Open arsenius7 opened 5 years ago
@kaeldai , @hernando , what's your opinion?
I'm in favor of this proposal. I'd assume that everything is a regular expression by default, I did this for specifying targets in RTNeuron and it has never been problematic, but rather useful instead.
I would be cautious about using regex by default.
Even if we use "full match", and not "contains" match criteria, special symbols like .
or [
will be a trap for less regex-savvy users.
I would also be in favor of having regular expressions by default (maybe only for a certain sub-set of attributes). Having a regular expression or a list that has to be combined adds unnecessarily complex parsing, IMO.
OK, let us collect opinions here.
I would be in favor of something more explicit, if a bit verbose, for instance Mongo-like syntax.
"Layer23": {"layer": {"$regex": "L(2|3)"}}
The reason I give it such importance is that the convention chosen here will leak from node sets file to the code (I'd like to pass around node sets specified "on-the-fly"). It would be quite annoying to change it afterwards.
upd. Just a clarification: by "code" above I meant user code, not SONATA parsers.
I'm now thinking that you could go further and allow arithmetic expressions as well, but that starts to get hairy to implement in C++ and even in interpreted languages there's the question of how to do it efficiently.
Regarding your concrete suggestion, I'm not against using a different syntax for regular expressions, but I wouldn't necessarily chose what you suggested. Other alternatives are:
"Layer23": {"layer": {"regex": "L(2|3)"}}
"Layer23": {"layer": "regex:L(2|3)"}
I'm now thinking that you could go further and allow arithmetic expressions as well, but that starts to get hairy to implement in C++ and even in interpreted languages there's the question of how to do it efficiently.
I'd rather stay out of implementing arithmetic expressions, and keep things simple.
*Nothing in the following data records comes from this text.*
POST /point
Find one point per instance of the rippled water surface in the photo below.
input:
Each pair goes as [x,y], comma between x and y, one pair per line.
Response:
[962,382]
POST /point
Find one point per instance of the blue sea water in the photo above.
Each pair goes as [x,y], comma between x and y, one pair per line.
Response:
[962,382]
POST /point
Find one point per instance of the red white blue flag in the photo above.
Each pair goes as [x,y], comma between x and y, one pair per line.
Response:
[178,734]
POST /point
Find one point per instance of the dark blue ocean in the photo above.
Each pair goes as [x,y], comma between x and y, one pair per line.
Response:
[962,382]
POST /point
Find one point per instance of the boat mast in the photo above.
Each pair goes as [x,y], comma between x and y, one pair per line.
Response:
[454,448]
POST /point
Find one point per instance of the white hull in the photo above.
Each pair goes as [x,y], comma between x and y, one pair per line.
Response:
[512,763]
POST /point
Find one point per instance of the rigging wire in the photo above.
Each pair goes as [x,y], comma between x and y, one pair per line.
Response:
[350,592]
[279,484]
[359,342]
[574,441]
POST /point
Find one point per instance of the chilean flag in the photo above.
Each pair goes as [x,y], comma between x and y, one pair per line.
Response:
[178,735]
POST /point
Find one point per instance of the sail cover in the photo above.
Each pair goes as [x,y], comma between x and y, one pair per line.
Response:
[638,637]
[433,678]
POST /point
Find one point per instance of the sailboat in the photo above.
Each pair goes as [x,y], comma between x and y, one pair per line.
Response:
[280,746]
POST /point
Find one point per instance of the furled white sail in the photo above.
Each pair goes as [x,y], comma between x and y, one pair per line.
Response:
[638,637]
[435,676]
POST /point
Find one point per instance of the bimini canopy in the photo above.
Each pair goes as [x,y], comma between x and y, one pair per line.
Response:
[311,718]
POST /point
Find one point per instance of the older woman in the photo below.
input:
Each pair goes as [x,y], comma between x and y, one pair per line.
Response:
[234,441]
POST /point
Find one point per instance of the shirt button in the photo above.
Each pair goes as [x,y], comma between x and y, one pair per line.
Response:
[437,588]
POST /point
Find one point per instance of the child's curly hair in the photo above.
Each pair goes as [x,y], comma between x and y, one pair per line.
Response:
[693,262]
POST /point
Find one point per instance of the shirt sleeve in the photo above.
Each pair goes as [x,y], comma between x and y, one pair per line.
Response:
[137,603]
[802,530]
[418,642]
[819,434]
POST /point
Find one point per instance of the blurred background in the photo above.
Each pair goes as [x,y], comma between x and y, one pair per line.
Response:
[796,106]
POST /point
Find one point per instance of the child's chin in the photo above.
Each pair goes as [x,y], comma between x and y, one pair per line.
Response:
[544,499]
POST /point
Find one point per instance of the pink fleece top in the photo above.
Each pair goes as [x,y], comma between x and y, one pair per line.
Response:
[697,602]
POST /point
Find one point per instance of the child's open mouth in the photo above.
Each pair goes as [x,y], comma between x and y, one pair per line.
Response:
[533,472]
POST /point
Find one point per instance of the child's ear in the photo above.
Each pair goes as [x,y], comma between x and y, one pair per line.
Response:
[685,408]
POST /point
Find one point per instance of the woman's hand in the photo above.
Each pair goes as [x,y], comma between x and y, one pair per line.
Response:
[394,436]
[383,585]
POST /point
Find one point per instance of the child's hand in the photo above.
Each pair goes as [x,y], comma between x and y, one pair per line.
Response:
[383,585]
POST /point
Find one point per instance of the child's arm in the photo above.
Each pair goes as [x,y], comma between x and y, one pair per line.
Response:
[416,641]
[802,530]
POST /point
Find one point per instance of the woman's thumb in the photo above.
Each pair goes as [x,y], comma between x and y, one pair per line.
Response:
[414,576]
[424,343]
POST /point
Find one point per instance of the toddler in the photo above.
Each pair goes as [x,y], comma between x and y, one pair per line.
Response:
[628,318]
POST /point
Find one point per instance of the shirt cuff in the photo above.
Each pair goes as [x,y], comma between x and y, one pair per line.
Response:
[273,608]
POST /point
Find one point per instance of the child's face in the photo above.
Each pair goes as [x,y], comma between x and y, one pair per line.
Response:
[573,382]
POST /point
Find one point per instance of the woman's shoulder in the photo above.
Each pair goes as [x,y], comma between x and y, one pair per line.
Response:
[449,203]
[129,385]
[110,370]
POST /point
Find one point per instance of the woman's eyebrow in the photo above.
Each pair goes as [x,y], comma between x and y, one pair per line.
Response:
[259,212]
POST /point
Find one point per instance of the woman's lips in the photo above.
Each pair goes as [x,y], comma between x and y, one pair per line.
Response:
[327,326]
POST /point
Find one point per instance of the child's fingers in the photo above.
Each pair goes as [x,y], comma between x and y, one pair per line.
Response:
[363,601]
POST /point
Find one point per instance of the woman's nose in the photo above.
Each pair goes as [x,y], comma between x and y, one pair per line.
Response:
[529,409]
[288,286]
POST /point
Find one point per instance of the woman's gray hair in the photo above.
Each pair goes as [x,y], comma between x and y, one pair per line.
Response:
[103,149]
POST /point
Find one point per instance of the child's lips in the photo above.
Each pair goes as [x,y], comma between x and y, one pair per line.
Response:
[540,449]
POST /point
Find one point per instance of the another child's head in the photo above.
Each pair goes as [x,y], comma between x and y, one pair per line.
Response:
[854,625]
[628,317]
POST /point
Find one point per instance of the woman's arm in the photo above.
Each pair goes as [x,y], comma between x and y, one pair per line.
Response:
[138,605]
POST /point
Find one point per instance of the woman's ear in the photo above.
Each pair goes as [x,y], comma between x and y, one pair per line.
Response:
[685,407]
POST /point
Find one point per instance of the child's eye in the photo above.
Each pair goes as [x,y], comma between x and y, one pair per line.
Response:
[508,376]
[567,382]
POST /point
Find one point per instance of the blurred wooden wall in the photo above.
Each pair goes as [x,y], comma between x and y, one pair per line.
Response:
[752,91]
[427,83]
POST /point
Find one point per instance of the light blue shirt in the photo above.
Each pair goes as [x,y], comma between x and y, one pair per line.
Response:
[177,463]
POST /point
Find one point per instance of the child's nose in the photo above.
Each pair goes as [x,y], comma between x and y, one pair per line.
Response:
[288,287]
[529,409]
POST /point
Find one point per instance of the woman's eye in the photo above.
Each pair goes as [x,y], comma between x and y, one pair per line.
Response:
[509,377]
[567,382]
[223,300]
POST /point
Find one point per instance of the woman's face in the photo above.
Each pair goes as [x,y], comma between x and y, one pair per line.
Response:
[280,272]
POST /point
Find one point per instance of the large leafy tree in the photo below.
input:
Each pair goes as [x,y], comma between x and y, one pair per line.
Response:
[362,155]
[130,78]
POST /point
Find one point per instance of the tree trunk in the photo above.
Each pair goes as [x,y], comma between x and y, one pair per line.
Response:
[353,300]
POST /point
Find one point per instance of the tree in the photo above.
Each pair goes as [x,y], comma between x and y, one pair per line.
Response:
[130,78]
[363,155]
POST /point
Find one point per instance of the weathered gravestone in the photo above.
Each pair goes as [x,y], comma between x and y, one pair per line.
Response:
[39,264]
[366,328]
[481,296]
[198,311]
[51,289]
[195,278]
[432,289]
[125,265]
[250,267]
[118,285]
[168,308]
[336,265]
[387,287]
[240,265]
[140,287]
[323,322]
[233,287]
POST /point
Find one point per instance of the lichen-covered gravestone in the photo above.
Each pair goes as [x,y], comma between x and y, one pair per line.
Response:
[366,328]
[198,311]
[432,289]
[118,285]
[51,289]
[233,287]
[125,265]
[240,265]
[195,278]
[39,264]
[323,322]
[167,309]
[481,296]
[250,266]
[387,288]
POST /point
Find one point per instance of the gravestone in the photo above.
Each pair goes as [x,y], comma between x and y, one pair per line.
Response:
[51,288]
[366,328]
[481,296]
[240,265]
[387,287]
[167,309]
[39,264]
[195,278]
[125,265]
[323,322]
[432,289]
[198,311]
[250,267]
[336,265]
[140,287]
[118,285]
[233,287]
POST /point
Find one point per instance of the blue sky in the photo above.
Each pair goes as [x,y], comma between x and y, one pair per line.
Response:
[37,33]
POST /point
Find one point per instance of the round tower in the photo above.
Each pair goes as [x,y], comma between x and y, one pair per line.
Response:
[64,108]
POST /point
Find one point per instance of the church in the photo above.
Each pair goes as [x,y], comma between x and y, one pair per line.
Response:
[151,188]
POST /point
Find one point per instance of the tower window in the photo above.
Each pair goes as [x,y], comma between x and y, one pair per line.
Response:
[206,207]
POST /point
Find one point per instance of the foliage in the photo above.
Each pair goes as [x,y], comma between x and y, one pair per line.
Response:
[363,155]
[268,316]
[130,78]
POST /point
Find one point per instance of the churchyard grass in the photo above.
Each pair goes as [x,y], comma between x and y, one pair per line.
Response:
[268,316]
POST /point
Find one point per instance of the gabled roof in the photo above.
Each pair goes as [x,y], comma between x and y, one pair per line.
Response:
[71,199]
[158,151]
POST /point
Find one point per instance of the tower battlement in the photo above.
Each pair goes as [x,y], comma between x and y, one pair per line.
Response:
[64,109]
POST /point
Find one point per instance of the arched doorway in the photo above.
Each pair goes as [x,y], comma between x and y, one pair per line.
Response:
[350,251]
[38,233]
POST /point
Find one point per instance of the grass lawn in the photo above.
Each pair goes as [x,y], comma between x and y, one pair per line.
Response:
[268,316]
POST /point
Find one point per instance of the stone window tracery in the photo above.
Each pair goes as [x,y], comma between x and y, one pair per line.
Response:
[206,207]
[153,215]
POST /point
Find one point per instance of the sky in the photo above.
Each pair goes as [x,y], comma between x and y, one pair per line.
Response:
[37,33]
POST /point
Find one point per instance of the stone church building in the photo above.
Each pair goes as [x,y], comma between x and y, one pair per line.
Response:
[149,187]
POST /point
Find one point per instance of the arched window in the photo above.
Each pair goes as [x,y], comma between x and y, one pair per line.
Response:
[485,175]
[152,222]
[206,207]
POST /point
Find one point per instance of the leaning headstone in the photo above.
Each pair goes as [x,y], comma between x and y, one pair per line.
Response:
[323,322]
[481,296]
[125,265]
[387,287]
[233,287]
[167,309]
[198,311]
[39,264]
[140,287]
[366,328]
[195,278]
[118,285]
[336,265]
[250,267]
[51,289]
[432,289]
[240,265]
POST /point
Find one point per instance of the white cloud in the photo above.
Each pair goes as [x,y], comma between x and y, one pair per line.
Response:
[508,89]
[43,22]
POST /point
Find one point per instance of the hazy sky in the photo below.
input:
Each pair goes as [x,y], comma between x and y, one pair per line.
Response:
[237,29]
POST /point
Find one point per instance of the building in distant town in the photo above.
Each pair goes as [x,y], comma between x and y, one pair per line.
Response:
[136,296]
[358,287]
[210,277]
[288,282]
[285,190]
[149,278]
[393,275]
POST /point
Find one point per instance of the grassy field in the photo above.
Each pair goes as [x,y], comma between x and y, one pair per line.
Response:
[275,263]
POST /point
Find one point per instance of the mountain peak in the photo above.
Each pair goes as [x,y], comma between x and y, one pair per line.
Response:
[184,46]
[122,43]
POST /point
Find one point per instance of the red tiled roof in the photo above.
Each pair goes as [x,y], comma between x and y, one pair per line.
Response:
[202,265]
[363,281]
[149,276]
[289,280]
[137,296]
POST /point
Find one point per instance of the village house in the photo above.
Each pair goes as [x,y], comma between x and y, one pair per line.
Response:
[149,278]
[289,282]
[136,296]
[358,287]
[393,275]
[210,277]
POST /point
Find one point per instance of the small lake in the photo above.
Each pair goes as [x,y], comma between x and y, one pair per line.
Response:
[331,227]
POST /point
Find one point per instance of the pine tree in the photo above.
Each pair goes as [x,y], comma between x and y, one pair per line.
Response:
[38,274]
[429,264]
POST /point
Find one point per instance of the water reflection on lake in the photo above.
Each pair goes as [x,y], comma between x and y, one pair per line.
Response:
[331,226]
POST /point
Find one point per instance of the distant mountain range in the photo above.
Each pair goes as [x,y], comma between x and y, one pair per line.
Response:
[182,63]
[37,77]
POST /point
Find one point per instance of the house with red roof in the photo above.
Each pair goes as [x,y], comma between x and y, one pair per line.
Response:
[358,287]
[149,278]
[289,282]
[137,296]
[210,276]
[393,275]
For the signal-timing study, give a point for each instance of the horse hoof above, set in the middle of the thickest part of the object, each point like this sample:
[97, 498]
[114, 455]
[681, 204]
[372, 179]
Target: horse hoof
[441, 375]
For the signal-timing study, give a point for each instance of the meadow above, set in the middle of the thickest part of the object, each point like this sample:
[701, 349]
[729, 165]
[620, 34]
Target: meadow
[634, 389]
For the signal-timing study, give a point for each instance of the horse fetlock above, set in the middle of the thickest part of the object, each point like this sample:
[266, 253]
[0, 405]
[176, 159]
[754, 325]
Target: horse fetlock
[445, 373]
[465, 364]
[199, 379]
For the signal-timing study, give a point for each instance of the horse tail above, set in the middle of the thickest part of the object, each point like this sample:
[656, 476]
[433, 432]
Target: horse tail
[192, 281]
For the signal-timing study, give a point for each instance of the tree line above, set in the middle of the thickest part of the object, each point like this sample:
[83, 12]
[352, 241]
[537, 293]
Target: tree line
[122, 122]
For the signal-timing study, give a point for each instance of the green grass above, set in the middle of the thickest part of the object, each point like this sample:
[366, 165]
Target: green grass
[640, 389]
Regarding your concrete suggestion, I'm not against using a different syntax for regular expressions, but I wouldn't necessarily chose what you suggested. Other alternatives are:
"Layer23": {"layer": {"regex": "L(2|3)"}} "Layer23": {"layer": "regex:L(2|3)"}
I like the latter for conciseness, I would like to avoid the multiple possible types assigned to one key of "layer": <string>
and "layer": <dictionary>
.
Should we consider using regular expressions for matching node attributes in Node sets? That will allow some queries that can not be expressed with the current syntax (for instance, NOT queries).
These can be used with lists for OR queries or instead of them (i.e.,
"layer(4|5)"
instead of["layer4", "layer5"]
).We can use some markers to distinguish regex literals from exact value match, or treat all string values in Node sets as regular expressions.